Upon closer inspection, and in keeping with this White House’s tradition of making a lot of noise on important issues without actually doing anything to address them (see deficit), Obama’s executive orders on guns are not particularly daring.  For example, the President’s demand that the Consumer Product Safety Commission review safety standards for gun locks and safes is fairly dull.

In reality, the President punted to Congress on everything contentious, such as potential gun bans, which appears to be an unusual acknowledgement by the administration that the President’s independent Constitutional authority in most domestic matters is extremely sparse.  And despite all the media-imagined momentum for new gun control measures, it’s unlikely Congress will approve any of Obama’s proposals.

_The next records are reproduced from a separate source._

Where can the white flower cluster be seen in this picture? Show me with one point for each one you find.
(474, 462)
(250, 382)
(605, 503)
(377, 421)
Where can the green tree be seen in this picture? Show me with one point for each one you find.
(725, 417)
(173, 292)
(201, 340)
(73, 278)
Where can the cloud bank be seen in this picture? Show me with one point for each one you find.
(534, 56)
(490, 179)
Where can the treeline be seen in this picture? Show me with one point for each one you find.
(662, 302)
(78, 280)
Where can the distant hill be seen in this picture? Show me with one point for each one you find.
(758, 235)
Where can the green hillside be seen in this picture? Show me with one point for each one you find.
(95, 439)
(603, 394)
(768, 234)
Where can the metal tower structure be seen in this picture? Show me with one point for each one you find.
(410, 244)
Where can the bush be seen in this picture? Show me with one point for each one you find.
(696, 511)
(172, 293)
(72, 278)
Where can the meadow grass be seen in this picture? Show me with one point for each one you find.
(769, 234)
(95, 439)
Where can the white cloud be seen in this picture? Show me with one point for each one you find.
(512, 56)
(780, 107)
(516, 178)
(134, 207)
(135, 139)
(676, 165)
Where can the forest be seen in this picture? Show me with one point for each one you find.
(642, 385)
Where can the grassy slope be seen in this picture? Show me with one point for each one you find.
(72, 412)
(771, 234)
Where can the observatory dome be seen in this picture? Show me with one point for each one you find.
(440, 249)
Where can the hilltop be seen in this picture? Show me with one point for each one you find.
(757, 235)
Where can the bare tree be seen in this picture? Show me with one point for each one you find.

So forget the White House and Congress for a moment; the real battle over guns and the Second Amendment will be in America’s courts.

To some extent, conservatives have been taking their eyes off the ball the past several years.  Voters can reject their congressional representatives once every two years, but they’re stuck with bad Federal judges for life.

Consider these shocking facts: in his first four years in office, President Obama appointed two Supreme Court Justices, 30 appellate court judges and 141 district court judges.  That means Obama has already appointed a little less than a fifth of all federal judges.  If that trend continues through Obama’s second term in office, his appointees would make up about 40 percent of all federal judges by 2016.

Congress can’t toy with broad gun bans (the true goal of the left) if the Judiciary rejects such bans as unconstitutional.  Unfortunately, for the next several decades the contours of the Second Amendment, including the very existence of gun rights at all, will be determined in large part by federal judges appointed by President Obama.

The Supreme Court’s 2008 landmark decision in District of Columbia v. Heller, which affirmed that the Second Amendment protected an individual’s right to own a handgun, is upheld by a fragile 5-4 majority on the Court.  On the other hand, four judicial liberals on the Court believed that despite being surrounded by all the other individual rights mentioned in the first ten Amendments, the right to keep and bear arms was bizarrely singled out as a “collective-right” intended only for the militia.

So unless conservatives are comfortable having their right to own a gun become dependent on joining the National Guard, Obama’s upcoming judicial confirmation hearings should take priority even to beating back new Federal gun legislation.